Protein engineering and electrode modification for the creation of a P450 based biosensor

Site-directed mutagenesis and functionalization of gold surfaces have been combined to obtain a stable immobilization of the heme domain of cytochrome P450 BM3 from Bacillus megaterium. Immobilization experiments were carried out using the wild type protein bearing the surface C62 and C156 and the site-directed mutants C62S, the C156S, and the double mutant C62S/C156S (no exposed cysteines). The gold surface was functionalized using two different spacers: cystamine-N-succinimidyl 3-maleimidopropionate and dithio-bismaleimidoethane, both leading to the formation of maleimideterminated monolayers capable of covalent linkage to cysteine.
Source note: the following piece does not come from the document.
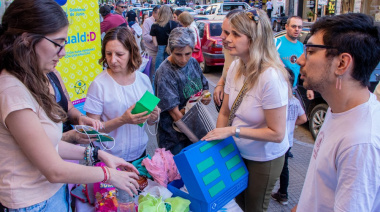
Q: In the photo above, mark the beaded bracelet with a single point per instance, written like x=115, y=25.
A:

Tapping mode atomic force microscopy experiments carried out on cystamine-N-succinimidyl 3-maleimidopropionate derivatized gold led to good images with expected molecular heights (5.5-6.0 nm) for the wild type and the C156S mutant. These samples also gave measurable electrochemical signals with midpoint potentials of -48 and -58 mV for the wild type and C156S, respectively. On the other hand, the dithio-bismaleimidoethane spacer led to variability on the molecular heights measured by tapping mode atomic force microscopy and the electrochemical response. This is interpreted in terms of lack of homogeneous dithio-bismaleimidoethane monolayer on gold. Furthermore, results from tapping mode atomic force microscopy show that the double mutant and the C62S did not lead to stably immobilized P450 protein, confirming the necessity of the solvent exposed C62.